Pendiri Himpunan Mahasiswa Islam, Lafran Pane, dinilai layak dan pantas menjadi Pahlawan Nasional. Karena kontribusi yang telah diberikan semasa hidupnya.
Demikian disampaikan Ketua Forum Rektor Indonesia, Prof. Rochmat Wahab dalam Seminar Nasional "Jejak Lafran Pane dalam Pendidikan Karakter Bangsa" di Universitas Sebelas Maret, Solo, Jawa Tengah, Sabtu petang (12/12). Seminar ini diadakan UNS, Universitas Islam Batik dan Yayasan Bakti Empat Tujuh (YBET).
"Lafran Pane telah menciptakan wadah bagi generasi muda Islam untuk mempertahankan kemerdekaan dan berkontribusi untuk Indonesia hingga sekarang," ungkap Prof. Rochmat yang juga Rektor Universitas Negeri Yogyakarta (UNY).
Seminar yang dihadiri lebih dari 500 orang menghadirkan sejumlah pembicara. Seperti Dewan Penasehat KAHMI, Akbar Tandjung, akademisi UNS Dr. Aidul Fitriciada Azhari, sejarawan Prof. Warto serta penulis buku Biografi Lafran Pane Hariqo Wibawa Satria.
Juga hadir Rektor UNS, Prof. Ravik Karsidi dan Kepala Badan Pendidikan dan Penelitian Kesejahteraan Sosial di Kementerian Sosial RI, Mu’man Nuryana dalam acara seminar yang dimoderatori oleh Lukman Hakim tersebut.
Akbar Tandjung, yang semasa hidupnya cukup akrab dengan Lafran Pane, mengingatkan mahasiswa akan pentingnya berorganisasi.
"Pasti beda, mahasiswa yang rajin berorganisasi dengan yang tidak. Nah di HMI diajarkan cinta Tanah Air, bela negara. Sebab tujuan HMI yang digagas Lafran Pane adalah mempertahankan negara republik indonesia dan mempertinggi derajat rakyat Indonesia," ungkapnya.
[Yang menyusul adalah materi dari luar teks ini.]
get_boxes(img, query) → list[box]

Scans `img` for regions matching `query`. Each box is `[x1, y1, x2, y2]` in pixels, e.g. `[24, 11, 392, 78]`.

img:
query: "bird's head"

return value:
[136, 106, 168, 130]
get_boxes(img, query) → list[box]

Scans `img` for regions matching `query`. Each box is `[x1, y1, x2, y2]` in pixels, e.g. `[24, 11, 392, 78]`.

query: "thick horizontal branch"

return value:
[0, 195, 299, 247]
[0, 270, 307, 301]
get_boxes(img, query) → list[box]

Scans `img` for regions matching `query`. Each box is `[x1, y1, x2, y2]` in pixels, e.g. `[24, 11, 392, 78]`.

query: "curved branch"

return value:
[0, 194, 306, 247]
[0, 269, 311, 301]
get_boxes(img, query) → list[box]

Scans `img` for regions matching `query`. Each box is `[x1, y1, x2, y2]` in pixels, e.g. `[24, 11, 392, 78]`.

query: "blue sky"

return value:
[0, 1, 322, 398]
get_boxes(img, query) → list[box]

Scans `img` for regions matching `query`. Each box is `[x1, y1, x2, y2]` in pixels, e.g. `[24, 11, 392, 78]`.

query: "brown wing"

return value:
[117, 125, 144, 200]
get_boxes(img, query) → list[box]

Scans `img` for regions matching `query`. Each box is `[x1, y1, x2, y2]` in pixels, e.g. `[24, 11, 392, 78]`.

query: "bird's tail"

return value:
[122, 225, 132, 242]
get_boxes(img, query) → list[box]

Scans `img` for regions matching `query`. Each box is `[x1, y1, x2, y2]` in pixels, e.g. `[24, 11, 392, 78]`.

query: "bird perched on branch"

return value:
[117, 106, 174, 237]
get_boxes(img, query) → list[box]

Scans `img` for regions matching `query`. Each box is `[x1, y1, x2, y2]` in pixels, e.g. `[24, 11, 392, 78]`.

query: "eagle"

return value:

Sementara itu, Dr. Aidul Fitriciada menjelaskan Lafran Pane telah mendorong kesadaran baru, dari kesadaran ideologis menjadi kesadaran akademis. Bahkan bagi Hariqo, Lafran Pane berperan dalam menjaga kerukunan di Indonesia. Â
"Lafran Pane itu pemersatu di kalangan mahasiswa Islam. Lewat HMI yang ia dirikan, mahasiswa diajarkan bahwa dalam Islam itu juga banyak aliran. Lafran tidak mempersoalkan itu. Sehingga ketika seseorang menjadi alumni HMI ia tidak kaget dengan perbedaan-perbedaan lainnya di dunia ini. Ini kontribusi luar biasa. Ini obat bagi penyakit sebagian kecil kita yang cepat curiga dengan kelompok lain," jelasnya.
Atas perannya tersebut, Prof. Warto meminta agar perjuangan Lafran Pane juga dimasukkan kedalam kurilkulum agar karakter-karakter tokoh asal Tapanuli Selatan tersebut dapat dijadikan tauladan.
"Bangsa Indonesia membutuhkan banyak tauladan dari orang-orang berkarakter kuat dan positif seperti Almarhum Lafran Pane," tandas Prof. Dr. Ravik Karsidi saat menyampaikan kata sambutan.